The Indian Computer Emergency Response Team (CERT-In) has issued a significant advisory regarding the evolving risks associated with next-generation AI systems, including Mythos by Anthropic and GPT-5.5 by OpenAI. These systems possess capabilities that could greatly enhance cyber threats, prompting the government to address concerns about their potential dual-use in both productivity and offensive cyber operations.
CERT-In highlighted the ability of these advanced AI technologies to autonomously detect vulnerabilities in commonly used software, enabling them to orchestrate complex cyberattacks at unprecedented speeds.

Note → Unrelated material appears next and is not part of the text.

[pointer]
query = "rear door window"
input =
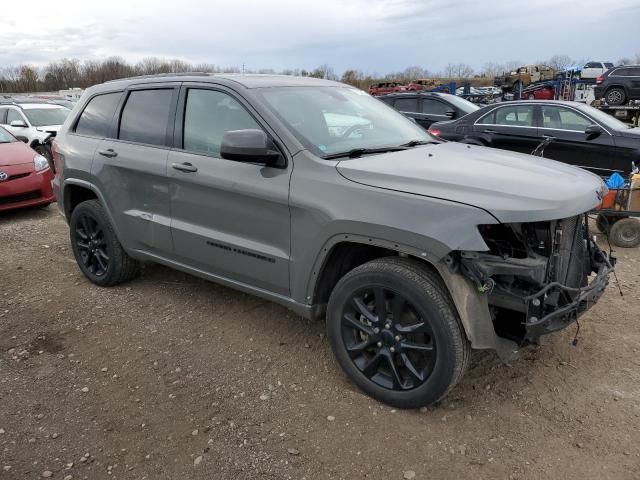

The advisory specifically notes alarming features such as the rapid identification of zero-day vulnerabilities, sophisticated credential harvesting, and the potential for AI-driven phishing campaigns.
The report warns organizations of an increased risk environment characterized by low-cost automated attacks, leading to possible unauthorized access, financial fraud, and extensive service disruptions. In light of these threats, CERT-In has recommended that businesses adopt an “elevated alert” status, enhance their threat detection capabilities, and implement AI-enabled defensive measures. Transitioning to zero trust security frameworks, along with strengthening password protocols and training security personnel on AI-enhanced attack strategies, are critical steps suggested to mitigate these emerging risks.